Teachers' cultural position

In graduation ceremonies for Education degrees, the invited speaker often includes a fanfare for the teaching profession, telling the graduands they are bearers of cultural traditions, mentors of the rising generation and gatekeepers to the future. These ideas sound like clichés, but they are not just boilerplate. Teachers do have a central role in the culture.

Ever since mass school systems became a reality, teachers have been the main agents for the growth of literacy, the formation of skilled and professional workforces, the broad dissemination of sciences and humanities, and a large part of young people's social learning. Teachers' work underpins our society's achievements in public health, economic and technological development, literature, music and art. In a society with many regional, ethnic and religious differences, teachers' work in schools is essential for social connection and cohesion. The role is so broad and so important that when social troubles emerge, politicians and journalists often blame teachers for causing the problems, or require teachers to fix them.

In social-science discussions, teaching is sometimes defined as the archetypal 'new profession'. School teachers are trained knowledge workers, now usually with university degrees. They are unionized, wage-earning rather than fee-earning, employees rather than self-employed, mainly working in the public sector, with high proportions of women and entrants from working-class backgrounds. All these points have to be qualified in detail, but they are broadly correct. Teachers as a group not only perform important tasks for society but have themselves been significant players in economic and social change.

Teaching is in one sense the best-known profession of all. In a society where almost every child goes to school, almost every adult has had a close-up view of teachers doing their daily work - or at least, part of it. Many adults hold great affection for particular teachers who were important in their lives. But other memories may be negative, even angry. Many people also imagine, from a limited knowledge, that teaching is an easy job with short hours and long holidays, something that anyone could do, only needing quick-and-dirty training. The public image of teachers is genuinely complicated.

 

Teaching as work

If you enter ‘teachers’ and ‘work’ together into the widely-used bibliographical database Google Scholar you will find over four million references in the English language alone. There are two hundred and eighty thousand references if you use the phrase ‘teachers' work’ as an exact search term. I would judge that at most a thousand items, perhaps less, form the core research-based literature. The larger figures illustrate how widely discussed teachers and their work are, and how frequently questions about teachers connect with other educational issues, from curriculum to public policy, assessment, and pedagogical method.

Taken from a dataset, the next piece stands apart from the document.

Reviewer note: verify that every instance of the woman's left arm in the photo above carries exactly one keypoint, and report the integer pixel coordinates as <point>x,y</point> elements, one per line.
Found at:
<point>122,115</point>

The sociology of work speaks of the 'labour process', which means not only which tasks the worker performs, but also, crucially, how these tasks are organized. Three features of the teaching labour process are crucial. Teaching is interpersonal, composite, and unbounded. Forgive the jargon, I'll explain.

            (a) Teaching always involves connections between people: it consists of human encounters. These may be intense or formal, short or sustained, one-to-one or one-to-many, even some-to-many (in team-teaching). Whatever their form, the element of encounter is always there. Encounter is interactive.  Pure top-down instruction is part, but only a minimal part, of actual teaching.

To play an effective role in someone else's learning, the teacher must learn what the pupil's current capacities and motivations are, and what the pupil needs to take the next step in learning. Then again, for the step after that; and so on. The teacher's capacity to learn about the pupils is a crucial element in teaching, perhaps the most important element of all in effective teaching. The more diverse the cohort of pupils, the greater the professional demand upon the teacher in sustaining the pupils' learning.

            (b) Teaching is a composite labour process. Close-focus ethnographic research in schools has made this clear. Any teacher giving a detailed account of a working day could demonstrate it too! In day-to-day classroom time, teachers do multiple forms of work, often switching very fast between them and sometimes doing several tasks at once.

Classroom work includes the complex intellectual labour of understanding the pupils and transforming the curriculum into classroom practice; this is the most easily recognized part of the job. But the job also requires (as more recent studies emphasise) emotional labour: creating connection with class members through shared interest, encouragement, humour and sometimes anger; keeping focus in the classroom by managing pupils' boredom, excitement or distraction; dealing with conflict in the class and the effects of tension and trauma in the pupils' lives. As well as the intellectual and emotional labour, the teacher also has significant classroom administration: keeping records, managing equipment, providing materials, administering tests. It seems that the administrative labour has increased in the last few decades, with growing official requirements for testing and other forms of documentation. On top of all this are tasks outside the classroom. These are also varied, requiring a range of skills: preparation of classes, supervision in break times, organizing sports, arts and hobby groups, arranging and supervising events, speaking with parents, reading official circulars, participating in staff meetings, attending in-service programmes, and so on.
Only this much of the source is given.